Former senior principal correspondent at Forbes (India). Since 2008, I have been writing on corporate strategy in the automobiles, clean technology and supply chain space. Before I got onto this assignment, I was part of the team that covered feature articles at The Economic Times. I actually started out as a trainee journalist on the ET desk in 2006. I graduated in commerce from Shri Ram College of Commerce in New Delhi and now live in Mumbai. I love automobiles and spend hours reading up on them and then devote painfully long hours to work on old cars that attract my fancy. Right now I own four cars (my colleagues call them fancy, junk or whatever) and a bicycle which outside my work hours get most of my attention.

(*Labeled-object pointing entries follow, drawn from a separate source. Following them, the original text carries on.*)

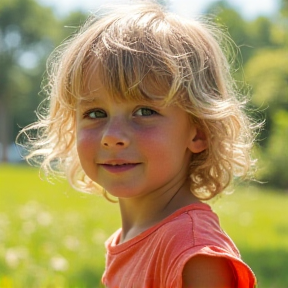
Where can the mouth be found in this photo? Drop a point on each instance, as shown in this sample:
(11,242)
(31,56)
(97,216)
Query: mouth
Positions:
(118,166)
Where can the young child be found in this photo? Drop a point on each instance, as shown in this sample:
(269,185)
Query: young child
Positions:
(142,107)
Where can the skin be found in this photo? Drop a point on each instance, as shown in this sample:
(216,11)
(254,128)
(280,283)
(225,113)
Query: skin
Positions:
(140,153)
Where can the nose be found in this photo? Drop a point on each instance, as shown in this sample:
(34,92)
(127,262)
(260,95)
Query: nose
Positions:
(115,134)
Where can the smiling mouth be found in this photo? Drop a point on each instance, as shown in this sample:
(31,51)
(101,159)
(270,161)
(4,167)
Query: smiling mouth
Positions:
(118,167)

Like most battles in his life Rajiv Bajaj has fought this one in his own no-holds barred style. He has been vocal to the point of sounding arrogant, direct and has not hesitated a bit while attacking his opponents – in this case Tata Motors, Maruti Suzuki and TVS Motors. I mean, how many times in corporate India have you seen a media communication like the one reproduced below:
Rajiv Bajaj: “A 700 kg quadricycle's exhaust emission & fuel efficiency will be no different than that of a small car…Who's going to make a 450 kg quadri that can be exported to Europe & will ensure a sustainable world? Bajaj. Who's going to make a 700 kg quadri that cannot be exported to Europe & will continue to choke India? Tata.”
Despite the opposition, it emerges that Bajaj has won the first round of the quadricycle battle. Earlier yesterday, the Government of India approved the quadricycle to ply on Indian roads. In a meeting chaired by Vijay Chhibber, the secretary of Ministry of Road Transport & Highways, it was decided to amend the Central Motor Vehicles Rules (CMVR) to include quadricycle as an additional category vehicle to be manufactured and registered in India. Only as a commercial vehicle though – which means taxi or fleet operations. Nope, it cannot be used as a personal vehicle.
It is no surprise that Bajaj is ecstatic at the decision. “It is a very profitable way to expand the 3 wheeler segment; the RE60 will soon be joined by many more similarly small, light, & low speed vehicles that will make for a cleaner, safer, quieter world. As an anti-car company we're just delighted: 3 cheers for Indian engineering!” says Mr. Bajaj.
What does this mean for Bajaj Auto? Well, the RE60 is ready and Bajaj certainly will have a head start over every other manufacturer in the country. And the first mover advantage counts a lot. There are a few things though that Bajaj wouldn’t have liked in the decision - like a prominent ‘Q’ to be displayed on the quadricycle and its use only as a commercial vehicle. Everything else seems to have gone according to plan.
How big is the opportunity? Bajaj sold 2,26,131 three wheelers in the period April-March 2013.The total size of the passenger three-wheeler market in the country for the same period was 4,41,118 units. On the car side, the taxi segment is currently dominated by the likes of vehicles from Tata Motors, Maruti and Hyundai. That's another opportunity. While Bajaj has said that it is going to sell both three wheelers and quadricycles, at this stage, there are no numbers to go by.
“With an innovative product that creates a new category, quantitative predictions don't work as there's nothing to base them on. Qualitatively this development resets the rules of the game for the global automotive industry. It presents an opportunity for those who can adapt to change & a hurdle for those who can't or won't,” adds Bajaj.
I believe this is still the first round. Now that the quadricycle category is open, manufacturers like Maruti Suzuki will take a shot at it. Tata Motors would need to answer the tough question – can the Nano make a better quadricycle than a passenger car?
Update: I spoke with Puneet Gupta, principal analyst at IHS Automotive, an auto forecasting firm and Puneet isn't very confident that Bajaj is looking at huge volumes to start with. It is not that three wheeler guys will be lining up to replace their vehicle with a quadricycle. "I think Bajaj is looking at policy changes at a state level, as and when new permits are made available, as the potential market. Once that happens then volumes could be quite big. I don't expect Maruti to enter this segment considering their brand position in the market but it definitely makes sense for Tata Motors," says Gupta.